Policy Number CS150KY.14; Effective Date May 1, 2026. Scope: applies only to Kentucky members and to testing performed in the outpatient setting or upon discharge from an inpatient stay.
This policy defines when Whole Exome Sequencing (WES/ES), Whole Genome Sequencing (WGS/GS), comparator (family/trio) analyses, and related services are considered medically necessary with criteria, lists unproven/not medically necessary uses, and specifies documentation and billing expectations including an updated CPT code list (81354 added).

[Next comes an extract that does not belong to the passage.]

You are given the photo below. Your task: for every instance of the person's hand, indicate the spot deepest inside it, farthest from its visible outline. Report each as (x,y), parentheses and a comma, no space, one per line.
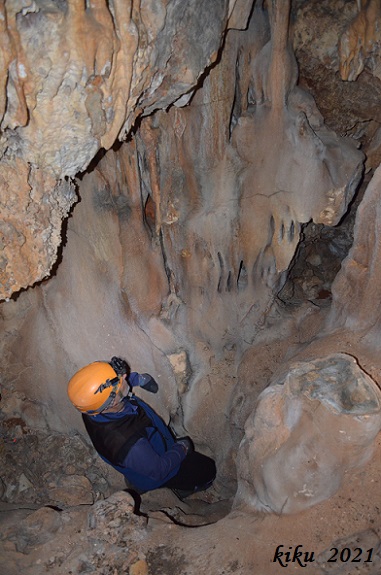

Concise summary: WES/WGS (with or without comparator analysis) is covered with criteria for individuals with suspected genetic disorders when testing will directly affect medical management and when the presentation is not consistent with a well-delineated genetic syndrome or when targeted testing is inappropriate. Key covered indications include multiple congenital anomalies (≥2 organ systems), moderate–profound intellectual disability by age 18, global developmental delay, and epileptic encephalopathy with onset before age 3, or the presence of two or more other listed features (e.g., congenital anomaly, significant sensory impairment, laboratory findings suggesting inborn errors of metabolism, hypotonia, movement disorders, growth abnormalities, persistent severe immunologic or hematologic disorder, dysmorphic features, consanguinity, or affected first-/second-degree relatives). Notable exclusions include routine prenatal cfDNA, preimplantation genetic testing, evaluation of fetal demise, outpatient use of rapid/ultra-rapid sequencing, and routine clinical use of whole transcriptome sequencing, optical genome mapping (OGM), and episignature (epigenetic) testing.